Atomtest in Nordkorea? Den Menschen im Süden ist es egal
Nordkoreas Diktator lässt offenbar einen Atomtest vorbereiten. Doch im Süden der koreanischen Halbinsel sehen die meisten Menschen das Poltern Kim Jong-Uns gelassen
Ohrenbetäubend schrill sind die Schimpftiraden gegen das feindliche Nordkorea, die Zigtausende Demonstranten auf Seouls breitem Jong-Ro-Boulevard zu hören bekommen. Und mit „Kommunisten, Verräter“-Rufen, stimmen die Zuhörer schreiend zu.
Nahezu jeder hier, bei diesem Protest im Zentrum der südkoreanischen Hauptstadt, ist im Pensionsalter. Massenhaft werden südkoreanische und amerikanische Fähnchen geschwungen. „Die Amerikaner sind unsere Freunde“, versucht ein ältere Frau die einpeitschende Politikerrede zu überbrüllen, „sie werden uns wieder helfen, gegen diesen nordkoreanischen Teufel“.
Keine hundert Meter entfernt ist es genauso laut. Doch hier ist das jubelnde Publikum jung, während K-Popstar Lee Mu-Jin ins Mikrofon singt. Nordkoreanische Raketenstarts? Ein bevorstehender Atomtest?
„Das ist mir völlig egal“, meint eine schmachtende Jugendliche. Die Fans hier wollen nur das Freiluftkonzert genießen. Von politischen Spannungen, Nordkorea-Krise und der Massendemo am anderen Ende des Platzes lassen sie sich den Konzertgenuss nicht vermiesen.
Kaum Aufregung
Nordkoreanische Raketentests – wie zuletzt am Freitag der Start zweier Kurzstreckenraketen – regen in Seoul niemanden auf. Kaum jemand sieht hin, wenn auf den Großbildschirmen in Bahnhöfen oder U-Bahnstationen die Bilder der jüngsten Raketenstarts flimmern. „Wir sind das gewohnt“, schildert ein Passant. „Außerdem: Was soll man machen?“
Die Trennung
Seit dem Korea-Krieg (1950-53) ist die Grenze zwischen dem kommunistischen Norden und dem demokratischen Süden unüberwindbar. Im Reich von Diktator Kim Jong-Un leben 26 Millionen Menschen, im wirtschaftsliberalen Süden 51 Millionen.
Überalterung
Südkorea, die zehntgrößte Wirtschaftsmacht der Welt, ist reich, aber überaltert.
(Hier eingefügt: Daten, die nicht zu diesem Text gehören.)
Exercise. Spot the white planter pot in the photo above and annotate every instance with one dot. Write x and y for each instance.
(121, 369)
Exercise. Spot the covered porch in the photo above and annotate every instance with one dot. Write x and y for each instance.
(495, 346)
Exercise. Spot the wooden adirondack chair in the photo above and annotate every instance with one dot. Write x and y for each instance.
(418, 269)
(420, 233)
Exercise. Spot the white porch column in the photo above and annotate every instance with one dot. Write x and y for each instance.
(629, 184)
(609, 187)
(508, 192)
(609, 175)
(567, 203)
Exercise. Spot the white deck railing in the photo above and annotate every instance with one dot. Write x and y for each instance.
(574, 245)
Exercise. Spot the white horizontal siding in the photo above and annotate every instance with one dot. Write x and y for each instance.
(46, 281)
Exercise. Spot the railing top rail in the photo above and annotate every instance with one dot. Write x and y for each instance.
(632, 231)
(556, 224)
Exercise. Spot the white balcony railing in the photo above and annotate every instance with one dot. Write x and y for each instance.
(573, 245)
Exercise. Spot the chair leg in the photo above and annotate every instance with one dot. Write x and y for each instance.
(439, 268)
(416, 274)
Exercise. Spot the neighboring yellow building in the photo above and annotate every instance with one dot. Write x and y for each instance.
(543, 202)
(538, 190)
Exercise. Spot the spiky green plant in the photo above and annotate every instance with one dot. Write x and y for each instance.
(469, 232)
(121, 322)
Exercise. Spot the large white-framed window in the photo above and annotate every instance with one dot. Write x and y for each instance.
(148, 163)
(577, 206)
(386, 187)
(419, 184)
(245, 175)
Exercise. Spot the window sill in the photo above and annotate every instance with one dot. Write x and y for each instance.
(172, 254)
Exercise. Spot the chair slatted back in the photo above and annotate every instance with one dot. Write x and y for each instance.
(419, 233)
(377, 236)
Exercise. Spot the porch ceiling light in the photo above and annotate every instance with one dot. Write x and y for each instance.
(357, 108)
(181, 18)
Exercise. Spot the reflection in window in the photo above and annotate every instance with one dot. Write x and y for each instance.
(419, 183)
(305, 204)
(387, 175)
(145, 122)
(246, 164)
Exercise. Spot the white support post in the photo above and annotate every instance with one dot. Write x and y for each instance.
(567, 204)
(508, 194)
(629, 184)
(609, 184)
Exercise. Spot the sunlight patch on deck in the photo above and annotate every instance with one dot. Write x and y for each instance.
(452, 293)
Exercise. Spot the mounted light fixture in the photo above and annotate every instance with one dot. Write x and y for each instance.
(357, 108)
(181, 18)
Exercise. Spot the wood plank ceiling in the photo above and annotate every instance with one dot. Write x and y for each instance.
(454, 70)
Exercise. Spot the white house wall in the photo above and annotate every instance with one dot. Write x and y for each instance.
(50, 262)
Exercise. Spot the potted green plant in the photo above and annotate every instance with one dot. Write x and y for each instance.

Derzeit sind noch 71 % der Bevölkerung im arbeitsfähigen Alter. 2040 werden es nur noch 55 % sein.
0,8 % Geburtenrate
De niedrigste der Welt – bei der zugleich höchsten Selbstmordrate der Welt
Doch dass mit Angriffen aus dem Reich des unberechenbaren Diktators Kim Jong-Un-zu rechnen ist, sieht man allein schon an den vielen Schutzräumen in der südkoreanischen Hauptstadt: Feuerlöscher und Sauerstoffflaschen finden sich in jeder Ecke der U-Bahn.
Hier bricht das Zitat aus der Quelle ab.